Sometimes in life and work we have a chance to look around, to stand at the edge of our own garden and, as the poet Marge Piercy says, “look at [our] work growing away there/ actively, thickly like grapevines or pole beans/ as things grow in the real world, slowly enough" (from the poem Seven of Pentacles). This has been one of those times for us at the Center. I’d like to share with you how the breadth and depth of our collective garden has grown over the past ten years through the work of the Center and the hard and dedicated work of our facilitators.
• Between 1997 and 2007, Courage & Renewal facilitators led 160 long-term retreat programs.
All of these were retreat series of 4, 5, or 8 retreats with an ongoing cohort.• Between 1997 and 2007, Courage & Renewal facilitators led 700 introductory retreats and related programs.
These were stand-alone events (ranging from 1-3 days) for people who wanted to learn more about the long-term programs. Others were “custom” offerings; e.g., to introduce our principles and practices to an organization.
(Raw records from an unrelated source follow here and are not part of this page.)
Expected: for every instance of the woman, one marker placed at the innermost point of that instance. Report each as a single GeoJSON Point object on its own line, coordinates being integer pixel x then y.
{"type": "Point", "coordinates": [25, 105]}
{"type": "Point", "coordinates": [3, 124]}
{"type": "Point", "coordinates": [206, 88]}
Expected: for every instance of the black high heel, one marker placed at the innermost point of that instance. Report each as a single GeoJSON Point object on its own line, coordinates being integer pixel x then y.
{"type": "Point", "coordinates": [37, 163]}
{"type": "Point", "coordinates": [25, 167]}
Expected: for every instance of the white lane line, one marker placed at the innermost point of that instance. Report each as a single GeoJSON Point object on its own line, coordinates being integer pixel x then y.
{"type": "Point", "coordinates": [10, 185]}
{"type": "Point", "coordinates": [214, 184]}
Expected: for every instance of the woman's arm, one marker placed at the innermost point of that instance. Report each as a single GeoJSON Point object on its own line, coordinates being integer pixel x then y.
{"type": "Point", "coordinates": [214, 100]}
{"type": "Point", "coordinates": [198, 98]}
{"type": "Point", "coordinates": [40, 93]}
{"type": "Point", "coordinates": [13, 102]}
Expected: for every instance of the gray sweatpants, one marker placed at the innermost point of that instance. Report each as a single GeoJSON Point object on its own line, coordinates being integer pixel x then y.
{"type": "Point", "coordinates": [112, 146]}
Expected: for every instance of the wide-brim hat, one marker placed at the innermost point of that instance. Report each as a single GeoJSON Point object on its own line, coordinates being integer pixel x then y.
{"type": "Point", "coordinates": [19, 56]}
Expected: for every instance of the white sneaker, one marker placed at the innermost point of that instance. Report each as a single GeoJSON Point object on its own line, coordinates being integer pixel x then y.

• Between 1997 and 2007, Courage & Renewal programs directly touched the lives of 25,000 professionals—who in turn touch countless students, patients, clients, parishioners, colleagues, family members and friends.
• Between 1997 and 2007, Parker Palmer, Sam Intrator, Megan Scribner, and CCR—in partnership with Jossey-Bass Publishers—have published eight books (750,000 sold to date) that have contributed to the vital and expanding national conversation about reclaiming integrity and courage in professional and public life.
~ A Hidden Wholeness: The Journey Toward an Undivided Life (Parker J. Palmer)
~ Leading from Within: Poetry that Sustains the Courage to Lead (Sam Intrator & Megan Scribner, eds.)
~ Let Your Life Speak: Listening for the Voice of Vocation (Parker J. Palmer)
~ Living the Questions: Essay Inspired by the Work & Life of Parker J. Palmer (Sam Intrator, ed.)
~ Stories of the Courage to Teach: Honoring the Teacher’s Heart (Sam Intrator, ed.)
~ Teaching with Fire: Poetry that Sustains the Courage to Teach (Sam Intrator & Megan Scribner, eds.)
~ The Courage to Teach Guide for Reflection and Renewal (Parker J. Palmer & Megan Scribner)
~ The Courage to Teach: Exploring the Inner Landscape of a Teacher's Life (Parker J. Palmer)
In addition to programs, hundreds of thousands of people have been touched and impacted by reading the many books, journal articles and doctoral dissertations that have come from our work (many of these are downloadable on our website).
This kind of impact and reach doesn’t happen overnight. It happens with prodigious seeding, faithful tending, persistence, patience, and a modicum of synergy and serendipity. In her poem, Marge Piercy speaks of all the “ifs” that come into play when one is tending a garden and hoping for a rich harvest:
If you tend them properly, if you mulch, if you water,
if you provide birds that eat insects a home and winter food,
if the sun shines and you pick off caterpillars,
if the praying mantis comes and the ladybugs and the bees,
then the plants flourish, but at their own internal clock.
In this kind of work of the heart—just as in a garden—there are “ifs” that are within our control and many “ifs” that are not. The kinds of spaces we are trying to create—spaces where the soul can show up—are in many ways antithetical to the volume and velocity that is becoming the cultural norm, not to mention the unrelenting pressures and demands experienced by our primary constituency, people in serving professions. And yet, the slow work of tending the soul—of stopping long enough to renew ourselves and find sustenance and support for courageous action—is needed now more than ever! Ten years on, I’m proud to say that this collective garden that has been planted and tended by many hands continues to thrive and spread, to flower and bear fruit.
The final lines of Piercy’s poem say it all:
…every gardener knows that after the digging, after the planting,
after the long season of tending and growth, the harvest comes.